Some are even limited to 5% and higher, which puts them in the Qualitative category.
Enjoy your vacation, I am jealous of both your vacation (haven't been on one since the start of Covid) and your chart of results. I would love to see all my numbers for the year in one place. Would help if I didn't go to 3 different labs.
You may have to make your own chart if you are using different labs. That is unless the hematologist has then in the EMR at that end. that is where I am printing these chartes from. it is a function built in to the patient portal. Very useful.
JAK2 mutated hemopoietic stem cells have a clonal advantage over wild-type (normal) cells. Over time, the allele burden tends to increase. This can be very gradual, but at times can increase rapidly. Mutant Allele Burden (aka Variant Allele Frequency) is related to symptom burden and disease presentation. People with ET tend to have the lowest allele burden, people with MF the highest, and people with PV in the middle. Note the use of the word TEND. There is not a linear relationship. MPN presentation is much more complex than allele burden alone.
My allele burden had been fairly steady, slowly progressing. It shot up by 11% in less than a year.
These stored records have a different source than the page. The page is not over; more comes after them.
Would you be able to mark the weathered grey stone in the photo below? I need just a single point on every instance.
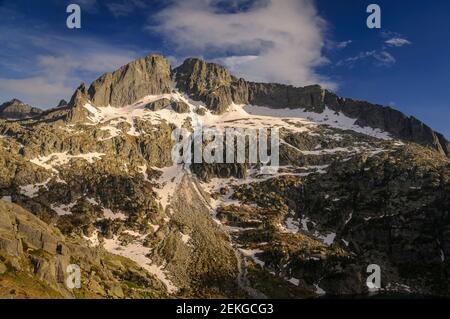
(16, 109)
(180, 107)
(145, 76)
(158, 105)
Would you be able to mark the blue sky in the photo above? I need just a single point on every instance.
(404, 64)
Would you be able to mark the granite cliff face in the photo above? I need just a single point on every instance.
(16, 109)
(214, 85)
(146, 76)
(84, 183)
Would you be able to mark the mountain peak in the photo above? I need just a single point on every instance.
(144, 76)
(16, 109)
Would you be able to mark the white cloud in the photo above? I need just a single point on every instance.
(125, 7)
(270, 41)
(379, 58)
(53, 75)
(343, 44)
(397, 42)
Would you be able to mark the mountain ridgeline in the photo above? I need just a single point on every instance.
(92, 182)
(217, 88)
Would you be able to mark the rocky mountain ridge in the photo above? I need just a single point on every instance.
(16, 109)
(98, 174)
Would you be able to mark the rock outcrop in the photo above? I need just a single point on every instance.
(217, 88)
(145, 76)
(16, 109)
(34, 257)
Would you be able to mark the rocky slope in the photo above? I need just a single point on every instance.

There was no change in my PV status based on symptoms, however, I would prefer to not to see this kind of increase. Much better to see this stay stable, or with treatment - reduce.
Numbers look great and it does appear that 150mcg is the right Besremi dose for you! Also good to see your liver numbers back in range - hoping for the same! Enjoy the fabulous vacation!
Good news hunter. Have a great trip. As an aside, my son works for Pfizer which have been pretty conservative with their employees through COVID . He told me they have a two month plan to normalize working conditions starting next month. So you would think they have a good idea of where the pandemic is. I see this as good news. Hunter taking a trip is also good news. Take care everyone.